「魔法少女年金が、未納だよ――」


「年金って、国民年金とかじゃなくてですか――」


「ぷっ、ぷぷっ――それってマジなアンサーバックって感じぃ、ポーターちゃんからぬぁーんにも聞いてないって感じぃ――ウケるぅーー超ウケるんですけど――」


「す、すいません――」


何も説明しない「奴」が隠れている鞄に一瞬、鋭い視線を飛ばし、ただただ平謝りのりおん――。

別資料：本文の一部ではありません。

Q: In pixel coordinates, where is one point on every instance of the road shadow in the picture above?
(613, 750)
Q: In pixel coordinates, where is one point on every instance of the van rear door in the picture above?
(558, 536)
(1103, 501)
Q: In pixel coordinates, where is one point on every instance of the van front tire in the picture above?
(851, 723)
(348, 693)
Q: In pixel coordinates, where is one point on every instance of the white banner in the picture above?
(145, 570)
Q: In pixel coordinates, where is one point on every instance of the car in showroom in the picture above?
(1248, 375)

「別にぃ、年金払うか払わないかはフリーダムって感じだからぁ、ぶっちゃけどっちでもマリカはいいんだけどぉ、ウザッティーな監理局がるっせーしぃ、リアルに鏡花っちからお願いされたからぁ、マジだっりぃけどぉ、皇女(おうじょ)からわざわざ私カミーングって感じっしょっ――」


皇女――皇華月女子高等学院の通称である――。


シンプルだが、可憐さと色香を巧妙に融合させた「憧れ」の制服――。


マリカが動き、言葉を弾き出す度に、日の光にあてられた通称ノーブルエメラルドの緑が陰影を生み出し、絶えず変容する――。


2年生のマリカが緑――3年生が、パッションアメジストと呼ばれる紫――1年生は、ブラッドルビーと称される赤の制服をそれぞれ着用する――。